Tree size of 6 appears to have the lowest CV rate.

(i) Produce a pruned tree corresponding to the optimal tree size obtained using cross-validation. If cross-validation does not lead to selection of a pruned tree, then create a pruned tree with five terminal nodes.

oj.pruned = prune.tree(oj.tree, best = 6)

(j) Compare the training error rates between the pruned and unpruned trees. Which is higher?

summary(oj.pruned)

## 
## Classification tree:
## snip.tree(tree = oj.tree, nodes = 12L)
## Variables actually used in tree construction:
## [1] "LoyalCH"       "PriceDiff"     "ListPriceDiff"
## Number of terminal nodes:  6 
## Residual mean deviance:  0.7701 = 611.5 / 794 
## Misclassification error rate: 0.175 = 140 / 800

summary(oj.tree)

## 
## Classification tree:
## tree(formula = Purchase ~ ., data = OJ.train)
## Variables actually used in tree construction:
## [1] "LoyalCH"       "PriceDiff"     "ListPriceDiff" "SalePriceMM"  
## Number of terminal nodes:  7 
## Residual mean deviance:  0.7564 = 599.8 / 793 
## Misclassification error rate: 0.1612 = 129 / 800

We can see from the table that the misclasification rate for the pruned oj is higher.

(k) Compare the test error rates between the pruned and unpruned trees.

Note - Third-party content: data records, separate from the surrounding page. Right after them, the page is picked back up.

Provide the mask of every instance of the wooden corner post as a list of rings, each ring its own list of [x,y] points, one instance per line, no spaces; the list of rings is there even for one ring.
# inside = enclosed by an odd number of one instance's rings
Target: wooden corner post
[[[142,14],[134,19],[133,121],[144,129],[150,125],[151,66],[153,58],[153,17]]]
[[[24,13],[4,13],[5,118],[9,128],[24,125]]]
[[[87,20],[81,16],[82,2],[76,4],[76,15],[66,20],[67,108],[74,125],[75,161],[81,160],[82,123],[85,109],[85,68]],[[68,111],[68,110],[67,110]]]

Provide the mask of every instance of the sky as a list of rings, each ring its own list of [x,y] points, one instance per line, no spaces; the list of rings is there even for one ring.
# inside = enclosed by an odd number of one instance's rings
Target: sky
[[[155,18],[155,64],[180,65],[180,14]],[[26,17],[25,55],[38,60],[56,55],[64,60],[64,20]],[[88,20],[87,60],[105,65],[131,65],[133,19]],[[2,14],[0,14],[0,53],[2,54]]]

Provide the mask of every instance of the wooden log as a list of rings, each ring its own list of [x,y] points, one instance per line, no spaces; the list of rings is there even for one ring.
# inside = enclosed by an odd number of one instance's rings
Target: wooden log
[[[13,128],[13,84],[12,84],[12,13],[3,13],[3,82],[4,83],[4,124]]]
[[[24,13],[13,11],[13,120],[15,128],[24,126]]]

Which is higher?

pred.unpruned = predict(oj.tree, OJ.test, type = "class")
misclass.unpruned = sum(OJ.test$Purchase != pred.unpruned)
misclass.unpruned/length(pred.unpruned)

## [1] 0.1666667

pred.pruned = predict(oj.pruned, OJ.test, type = "class")
misclass.pruned = sum(OJ.test$Purchase != pred.pruned)
misclass.pruned/length(pred.pruned)

## [1] 0.2

We see that the pruned has a higher error rate.